London. Russia’s credit rating looks set to tumble into junk for the first time in more than a decade, a move that would exclude its bonds from a couple of high-profile indexes and may set off another wave of capital outflows.

The Fitch agency cut its rating on Russia to BBB- from BBB on Friday, citing a significant deterioration in the country’s economic outlook due to the slump in oil prices and falling value of the ruble.

That is still investment grade, the category that implies low default risk, but only one notch away from so-called junk, the grade Russia rose out of in 2004.

Bigger rival Standard & Poor’s has Russia already at BBB-, with a negative outlook, meaning the next move will likely push it into junk. It says it will review the rating in mid-January and again in April.
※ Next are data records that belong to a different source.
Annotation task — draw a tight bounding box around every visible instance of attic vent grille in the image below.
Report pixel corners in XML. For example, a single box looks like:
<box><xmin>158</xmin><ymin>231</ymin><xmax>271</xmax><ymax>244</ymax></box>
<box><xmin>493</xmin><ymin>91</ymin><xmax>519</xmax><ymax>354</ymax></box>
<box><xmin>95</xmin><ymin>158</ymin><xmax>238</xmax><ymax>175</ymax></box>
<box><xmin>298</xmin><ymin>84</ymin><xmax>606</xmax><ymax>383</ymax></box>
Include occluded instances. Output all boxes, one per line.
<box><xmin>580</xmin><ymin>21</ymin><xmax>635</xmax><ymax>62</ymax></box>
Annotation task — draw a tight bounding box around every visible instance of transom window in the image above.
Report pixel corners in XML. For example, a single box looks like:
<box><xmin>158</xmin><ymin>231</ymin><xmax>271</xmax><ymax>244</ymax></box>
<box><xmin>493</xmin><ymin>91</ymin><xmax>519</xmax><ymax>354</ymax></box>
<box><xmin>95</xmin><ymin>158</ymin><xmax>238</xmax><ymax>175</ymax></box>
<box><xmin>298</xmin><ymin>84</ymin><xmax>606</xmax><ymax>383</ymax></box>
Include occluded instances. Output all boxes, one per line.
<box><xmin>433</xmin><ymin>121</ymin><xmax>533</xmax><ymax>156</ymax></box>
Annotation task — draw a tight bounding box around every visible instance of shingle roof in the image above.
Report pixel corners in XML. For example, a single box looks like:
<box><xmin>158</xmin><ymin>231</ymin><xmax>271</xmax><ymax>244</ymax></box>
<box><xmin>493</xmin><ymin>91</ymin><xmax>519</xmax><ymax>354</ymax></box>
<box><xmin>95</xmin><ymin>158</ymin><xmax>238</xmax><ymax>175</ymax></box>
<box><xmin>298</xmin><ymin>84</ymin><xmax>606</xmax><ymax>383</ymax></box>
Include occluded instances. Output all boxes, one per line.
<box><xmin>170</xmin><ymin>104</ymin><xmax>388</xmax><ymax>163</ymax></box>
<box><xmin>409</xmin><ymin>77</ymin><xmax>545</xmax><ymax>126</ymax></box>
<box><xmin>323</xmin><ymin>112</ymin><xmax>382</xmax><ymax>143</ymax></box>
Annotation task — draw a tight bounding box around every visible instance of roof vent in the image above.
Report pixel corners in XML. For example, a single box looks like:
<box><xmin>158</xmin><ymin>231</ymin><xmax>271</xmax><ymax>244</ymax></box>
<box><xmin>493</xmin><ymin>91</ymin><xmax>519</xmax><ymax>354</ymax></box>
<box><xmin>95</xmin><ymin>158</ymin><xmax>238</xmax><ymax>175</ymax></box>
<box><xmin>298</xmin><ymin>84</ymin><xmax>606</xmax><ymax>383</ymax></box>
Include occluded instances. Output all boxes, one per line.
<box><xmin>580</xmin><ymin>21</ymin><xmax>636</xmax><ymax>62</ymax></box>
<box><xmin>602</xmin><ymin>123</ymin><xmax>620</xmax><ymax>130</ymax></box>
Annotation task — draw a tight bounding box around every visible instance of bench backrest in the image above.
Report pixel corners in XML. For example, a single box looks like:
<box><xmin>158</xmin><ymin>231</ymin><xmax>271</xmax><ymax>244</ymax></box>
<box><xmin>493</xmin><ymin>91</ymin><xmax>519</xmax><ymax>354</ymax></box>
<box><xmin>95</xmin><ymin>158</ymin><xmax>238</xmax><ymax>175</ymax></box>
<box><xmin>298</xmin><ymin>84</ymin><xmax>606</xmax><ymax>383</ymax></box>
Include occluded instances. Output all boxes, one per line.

“A downgrade to junk for Russia [...] is a foregone conclusion,” said Hung Tran, executive managing director at global industry body, the Institute of International Finance.

A fall to junk will deal a blow both to Russia’s already battered economic prospects and to its image as a global power. Peers in the BRICS group of big world economies — China, India, Brazil and South Africa — are all rated investment grade.

Markets are already pricing Russia as junk, according to bond yields and debt insurance costs. While that should cap capital outflows from the move itself, knee-jerk losses are still likely.

Many conservative funds are barred from buying sub-investment-grade securities, so loss of this coveted rating can trigger selling of existing securities and raises future borrowing costs for a country and its companies.

S&P last month placed the country on “Creditwatch Negative,” implying a 50 percent chance of a downgrade in the next three months. Its own “market-derived” score for Russia indicates a rating five notches below current levels.

Moody’s rates Russia two notches above junk but with a negative outlook, and is expected to follow S&P later in 2015. Western sanctions imposed over Moscow’s role in the Ukraine crisis and oil’s price collapse are tipping Russia’s economy into recession, while central bank reserves have fallen by more than $100 billion — unlike during the 2008 crisis, reserve volumes fall short of total debt.

“We expect Russia to fall from the investment grade category by March or early April,” Societe Generale strategist Regis Chatellier said, predicting some forced selling of Russian debt.

Russian officials were unavailable for comment due to the country’s extended New Year break, but Finance Minister Anton Siluanov said late last month the dangers were “exaggerated.”

“We are working [with rating agencies] and explaining the economic situation,” he told reporters. “It seems to me that foreign understanding doesn’t always correspond to what is actually the case.”

An oil price bounce or a lifting of sanctions could bring respite. But Moody’s said on Dec. 22 that it expected “limited upward pressure on ratings,” while predicting downward moves if oil prices stayed at “current levels.” Since then, crude futures have tumbled another $10 a barrel.

The biggest impact would be felt with both Moody’s and S&P cutting Russia to junk because that would lead to the country’s ejection from Barclays’ Global Aggregate index that is estimated to be have $2 trillion benchmarked against it worldwide.

Adding in sovereign and corporate debt in rubles and hard currency, Russia has a 0.7 percent weight that Barclays reckons amounts to $140 billion.

Dedicated emerging market funds would be less affected because most EM indexes include non-investment-grade credits.

A lot of foreign funds, including those following the Barclays index, have already dumped their Russian holdings, and the cost of insuring Russia exposure via credit default swaps exceeds that of Pakistan and Lebanon, whose ratings are deep in junk.

“Russian credit is already priced for three downgrades. However if you do get an actual downgrade to high-yield, you do get some more capitulation,” said David Hauner, head of EEMEA debt and strategy at Bank of America/Merrill Lynch.

A BofA/Merrill study comparing CDS spreads and ratings found that a one-notch downgrade to junk tends to fuel a 40- to 60-basis-point increase in bond and CDS spreads.

Russian sovereign debt yields 630 basis points above US Treasuries, close to Iraqi and Angolan levels. That is 400 bps above year-ago levels and more than double the average premium paid by other investment grade credits on the EMBIG index.

“There is always some reaction [to loss of investment grade],” said David Spegel, head of emerging debt at BNP Paribas. “Some people hold on and ignore events until they find their IG credit is now junk, and they must get rid of it.”

A downgrade will be most problematic for companies whose spiraling borrowing costs — reflected in a doubling of bond spreads since January 2014 — may rise even further. About $100 billion in company debt is due this year.

“A potential downgrade could intensify the pressure on Russian corporate bonds, not so much due to the downgrade itself but due to further restrictions on bond holdings stemming from institutional investors,” SocGen’s Chatellier said.